The first woman told detectives she was 13 and at a youth group meeting in 1983 when Williams took her aside to an office, telling her “he was going to show me something from Ireland," according to the woman’s videotaped statement.
Once in the room, however, the woman said, “I thought he was going to kiss me, and I had my head down, and he was real close to me, and I don’t remember what he was saying.
“I was just so blind-sided by the whole act of it," she told detectives. “I was like, ‘I’ll be right back.’"
The woman, who told detectives she had been aware of someone who was victimized by a different priest, said she left the room before anything could happen and did not return. She told detectives she felt “sick to my stomach" and “betrayed" afterward.

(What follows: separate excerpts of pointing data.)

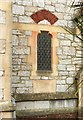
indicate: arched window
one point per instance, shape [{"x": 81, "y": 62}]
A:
[{"x": 44, "y": 51}]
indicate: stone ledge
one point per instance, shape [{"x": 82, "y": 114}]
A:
[
  {"x": 45, "y": 111},
  {"x": 6, "y": 106},
  {"x": 43, "y": 96}
]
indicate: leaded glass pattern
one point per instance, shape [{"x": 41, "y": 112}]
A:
[{"x": 44, "y": 51}]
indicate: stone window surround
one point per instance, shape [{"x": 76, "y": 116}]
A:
[{"x": 32, "y": 59}]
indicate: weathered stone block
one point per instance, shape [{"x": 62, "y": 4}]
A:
[
  {"x": 69, "y": 51},
  {"x": 61, "y": 88},
  {"x": 16, "y": 9},
  {"x": 50, "y": 8},
  {"x": 63, "y": 73},
  {"x": 28, "y": 83},
  {"x": 24, "y": 73},
  {"x": 65, "y": 43},
  {"x": 60, "y": 8},
  {"x": 23, "y": 41},
  {"x": 2, "y": 17},
  {"x": 41, "y": 104},
  {"x": 25, "y": 19},
  {"x": 24, "y": 105},
  {"x": 31, "y": 9},
  {"x": 65, "y": 61},
  {"x": 69, "y": 80},
  {"x": 63, "y": 103},
  {"x": 70, "y": 67},
  {"x": 61, "y": 82},
  {"x": 2, "y": 46},
  {"x": 14, "y": 40}
]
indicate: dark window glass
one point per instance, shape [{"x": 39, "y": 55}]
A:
[{"x": 44, "y": 51}]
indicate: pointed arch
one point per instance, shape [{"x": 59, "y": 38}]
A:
[{"x": 44, "y": 14}]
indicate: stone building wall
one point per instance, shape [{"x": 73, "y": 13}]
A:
[
  {"x": 5, "y": 60},
  {"x": 68, "y": 52}
]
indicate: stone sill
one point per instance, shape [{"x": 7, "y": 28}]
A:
[
  {"x": 6, "y": 106},
  {"x": 38, "y": 112},
  {"x": 43, "y": 96}
]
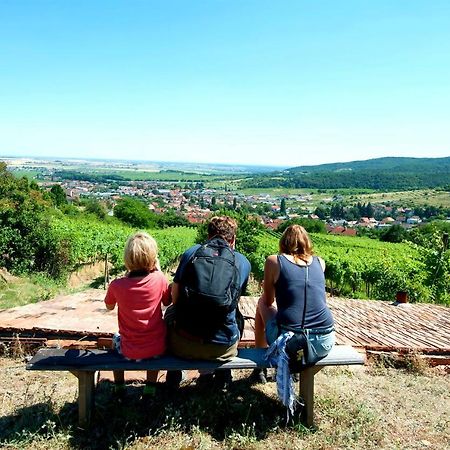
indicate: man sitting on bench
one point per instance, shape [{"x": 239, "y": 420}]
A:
[{"x": 203, "y": 320}]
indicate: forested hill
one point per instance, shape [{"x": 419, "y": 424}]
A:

She said she told her grandparents and mother what had occurred, but they didn’t believe her. Her mother told her she may have “misunderstood" what happened, according to the videotaped statement.
The woman said she stopped attending the youth group after that.

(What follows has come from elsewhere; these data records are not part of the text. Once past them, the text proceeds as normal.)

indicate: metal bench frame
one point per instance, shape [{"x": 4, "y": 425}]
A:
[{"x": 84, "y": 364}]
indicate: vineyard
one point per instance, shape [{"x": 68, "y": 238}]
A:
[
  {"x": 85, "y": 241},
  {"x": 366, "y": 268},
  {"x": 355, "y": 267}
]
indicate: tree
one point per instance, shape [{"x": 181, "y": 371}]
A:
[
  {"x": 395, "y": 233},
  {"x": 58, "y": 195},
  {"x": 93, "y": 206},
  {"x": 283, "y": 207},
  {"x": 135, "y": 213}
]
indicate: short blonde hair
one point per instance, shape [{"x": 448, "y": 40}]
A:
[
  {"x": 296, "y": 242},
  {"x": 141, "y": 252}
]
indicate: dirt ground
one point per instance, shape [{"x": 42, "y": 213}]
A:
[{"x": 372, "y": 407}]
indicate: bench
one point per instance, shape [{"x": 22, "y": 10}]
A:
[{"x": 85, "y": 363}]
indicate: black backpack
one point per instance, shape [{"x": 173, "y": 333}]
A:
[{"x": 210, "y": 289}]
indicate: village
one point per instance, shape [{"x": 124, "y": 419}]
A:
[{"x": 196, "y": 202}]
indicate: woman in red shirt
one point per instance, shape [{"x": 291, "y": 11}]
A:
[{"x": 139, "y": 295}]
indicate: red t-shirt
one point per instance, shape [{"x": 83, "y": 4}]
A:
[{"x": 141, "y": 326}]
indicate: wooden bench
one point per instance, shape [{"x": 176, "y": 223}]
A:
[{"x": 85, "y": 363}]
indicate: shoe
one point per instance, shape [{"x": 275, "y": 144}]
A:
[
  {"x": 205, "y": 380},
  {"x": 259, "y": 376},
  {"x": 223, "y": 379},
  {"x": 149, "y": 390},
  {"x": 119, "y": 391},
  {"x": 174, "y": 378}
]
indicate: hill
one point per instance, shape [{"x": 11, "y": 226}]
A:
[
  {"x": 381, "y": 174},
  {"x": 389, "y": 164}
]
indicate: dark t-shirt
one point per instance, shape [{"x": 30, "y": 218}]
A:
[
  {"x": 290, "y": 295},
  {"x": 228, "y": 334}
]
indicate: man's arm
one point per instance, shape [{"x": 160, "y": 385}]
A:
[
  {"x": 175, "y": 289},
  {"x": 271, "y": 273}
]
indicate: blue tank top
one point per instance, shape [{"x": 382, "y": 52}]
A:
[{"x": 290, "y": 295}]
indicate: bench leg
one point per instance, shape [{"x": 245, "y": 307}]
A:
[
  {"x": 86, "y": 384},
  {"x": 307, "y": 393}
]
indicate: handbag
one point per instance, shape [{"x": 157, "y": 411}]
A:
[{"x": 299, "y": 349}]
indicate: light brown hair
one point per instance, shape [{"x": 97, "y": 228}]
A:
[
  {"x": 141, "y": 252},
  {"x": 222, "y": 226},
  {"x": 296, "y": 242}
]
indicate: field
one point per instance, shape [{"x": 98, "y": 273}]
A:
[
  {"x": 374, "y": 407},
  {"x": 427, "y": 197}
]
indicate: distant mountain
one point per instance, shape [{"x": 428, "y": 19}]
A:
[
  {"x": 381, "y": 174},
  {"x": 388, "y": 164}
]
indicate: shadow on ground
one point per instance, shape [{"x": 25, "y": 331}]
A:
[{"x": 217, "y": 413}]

The second woman said she was waiting in the church vestibule for her mother to pick her up after track practice one afternoon when Williams approached her.
“The first thing he said was, ‘You’re awfully big for sixth grade,’" and he looked right at my chest," the woman told detectives.
“He kept getting closer and closer," the woman told detectives. “He kissed me repeatedly."
At the same time, he “pat down on my butt," she said.
“I was wearing shorts," she said. “I remember the shorts. They were red shorts."
The woman said she told her mother what happened.
“I expected her to go to the school right away, but she never did," she told detectives.
“At the time there, was reluctance and disbelief to believe these these type of allegations," Fichter said at the hearing. “Things have clearly changed."
The second woman told detectives she encountered a St. Veronica parishioner with two young children in 2011 and warned her not to send her children to the school.
“I knew Father Williams was still there," she said. “I knew there was danger."
Soon afterward, the woman said she got a call from a detective at the Monmouth County Prosecutor’s Office.
She later gave a statement to officials at the Diocese of Trenton, and "They offered me compensation," she told detectives.
Konzelmann pointed out the woman asked the detectives during her statement to call a specific attorney “to see how much money she was going to get."
Meanwhile, Konzelmann said Williams, questioned by the diocese about the woman’s allegations, took and passed a lie-detector test.
Konzelmann questioned prosecutor’s Detective Thomas Manzo, one of two detectives who took the woman’s statement, whether he inquired about the questions Williams was asked for the lie-detector test. The detective said he hadn’t.
Manzo also said he never reached out to the parents of the two women he had questioned and said there was nothing to support their allegations except their own statements.
“It would have been helpful had (the two women) been given lie-detector tests," Konzelmann said after the hearing.